Inflation has risen dramatically in the past year and has been reported to be over 8.3% at the end of August 2022. Many of your employees may be asking you if that means they’ll also be receiving an 8% increase. The short answer is no. It’s important to understand that inflation and wage growth are not one and the same. In fact, wage growth has historically out-paced inflation and we are simply in the reverse situation today.

So, what is inflation?

In economics, inflation is a general increase in the prices of goods and services in an economy. When the general price level rises, each unit of currency buys fewer goods and services; consequently, inflation corresponds to a reduction in the purchasing power of money. Simply, inflation is the rate at which prices for goods and services increase. When prices of goods and services rise, that means that one unit of money will buy fewer goods and services than previously. This is called a loss of purchasing power, which can also impact the cost of living (however this is different from geographic differential). The consensus view among economists is that sustained inflation occurs when a nation’s money supply growth outpaces economic growth.

So, what is wage growth?

Wage growth is a rise of wages adjusted for inflation. In macroeconomics, wage growth is one of the main indications to measure economic growth for a long term, since is reflects the consumer’s purchasing power in the economy as well as the level of living standards.

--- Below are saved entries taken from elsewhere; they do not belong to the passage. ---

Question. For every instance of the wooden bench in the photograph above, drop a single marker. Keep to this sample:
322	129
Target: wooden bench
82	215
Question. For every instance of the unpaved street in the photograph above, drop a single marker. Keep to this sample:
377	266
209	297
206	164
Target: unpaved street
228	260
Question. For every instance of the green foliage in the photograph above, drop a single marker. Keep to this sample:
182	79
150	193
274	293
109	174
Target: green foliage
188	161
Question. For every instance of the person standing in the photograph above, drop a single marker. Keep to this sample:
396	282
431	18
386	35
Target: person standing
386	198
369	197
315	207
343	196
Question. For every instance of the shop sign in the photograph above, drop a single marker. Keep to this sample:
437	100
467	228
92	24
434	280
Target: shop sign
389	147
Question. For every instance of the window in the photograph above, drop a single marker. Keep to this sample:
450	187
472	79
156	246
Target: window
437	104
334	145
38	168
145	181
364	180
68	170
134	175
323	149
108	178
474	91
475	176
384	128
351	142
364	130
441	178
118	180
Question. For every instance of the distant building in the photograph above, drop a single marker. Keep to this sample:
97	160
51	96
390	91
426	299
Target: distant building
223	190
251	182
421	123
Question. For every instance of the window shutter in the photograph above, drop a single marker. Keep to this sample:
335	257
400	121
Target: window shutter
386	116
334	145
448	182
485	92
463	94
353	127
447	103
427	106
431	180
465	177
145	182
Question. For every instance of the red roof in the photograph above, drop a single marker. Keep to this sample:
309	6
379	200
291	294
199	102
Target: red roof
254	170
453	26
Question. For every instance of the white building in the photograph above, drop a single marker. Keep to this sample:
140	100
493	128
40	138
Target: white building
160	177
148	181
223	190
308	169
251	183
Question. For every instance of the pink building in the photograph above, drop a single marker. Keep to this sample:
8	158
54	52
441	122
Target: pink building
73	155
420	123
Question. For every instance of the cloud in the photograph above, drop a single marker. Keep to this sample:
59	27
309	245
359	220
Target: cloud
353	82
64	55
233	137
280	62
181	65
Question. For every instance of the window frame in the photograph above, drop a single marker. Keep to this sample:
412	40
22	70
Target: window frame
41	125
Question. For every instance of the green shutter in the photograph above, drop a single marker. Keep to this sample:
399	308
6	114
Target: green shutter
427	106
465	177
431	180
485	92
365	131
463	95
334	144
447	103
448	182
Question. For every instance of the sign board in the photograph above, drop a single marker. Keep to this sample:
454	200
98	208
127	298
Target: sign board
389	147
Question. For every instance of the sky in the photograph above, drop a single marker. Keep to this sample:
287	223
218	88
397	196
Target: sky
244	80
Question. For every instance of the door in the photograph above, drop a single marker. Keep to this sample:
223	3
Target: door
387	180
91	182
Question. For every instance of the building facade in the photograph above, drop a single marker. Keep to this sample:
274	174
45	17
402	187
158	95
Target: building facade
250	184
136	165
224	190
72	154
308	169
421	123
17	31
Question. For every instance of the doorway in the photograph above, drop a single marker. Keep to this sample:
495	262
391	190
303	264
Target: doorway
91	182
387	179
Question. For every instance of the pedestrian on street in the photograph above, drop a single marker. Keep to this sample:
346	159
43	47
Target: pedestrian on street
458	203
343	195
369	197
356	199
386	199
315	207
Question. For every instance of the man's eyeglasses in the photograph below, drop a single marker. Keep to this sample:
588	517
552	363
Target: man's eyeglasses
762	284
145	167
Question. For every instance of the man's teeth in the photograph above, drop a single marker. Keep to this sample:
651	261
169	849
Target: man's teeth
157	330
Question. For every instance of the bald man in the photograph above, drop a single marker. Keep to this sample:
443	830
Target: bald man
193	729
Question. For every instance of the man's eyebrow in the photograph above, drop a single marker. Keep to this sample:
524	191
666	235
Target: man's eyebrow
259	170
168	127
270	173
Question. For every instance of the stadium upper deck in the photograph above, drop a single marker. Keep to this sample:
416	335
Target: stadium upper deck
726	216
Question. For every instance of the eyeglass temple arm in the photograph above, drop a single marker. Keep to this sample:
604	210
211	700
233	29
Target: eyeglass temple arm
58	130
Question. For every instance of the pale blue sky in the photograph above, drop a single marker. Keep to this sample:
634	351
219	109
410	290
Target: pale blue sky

How does inflation impact wage-growth?

As we continue to emerge out of the pandemic, we are still recovering from supply chain disruptions1 and the current war in the Ukraine2. And in conjunction with these challenges, the United States currently has a tight labor market and considerably low unemployment rate. With this unique environment, it is expected wage growth to also increase with inflation expectations being felt over a longer period of time and remaining elevated. These pressures are felt across every organization.

Tying it all together with 2023 Compensation Planning

Although merit increase budgets are increasing beyond levels in recent years and employees may be receiving larger increases than in previous years, it will not be at the same rate of inflation. Many organizations have simply tried to help employees understand the difference between wage growth and inflation, while others have opted to provide a nominal (most commonly 3%) increase or bonus as a gesture of goodwill to employees struggling with the consequences of inflation.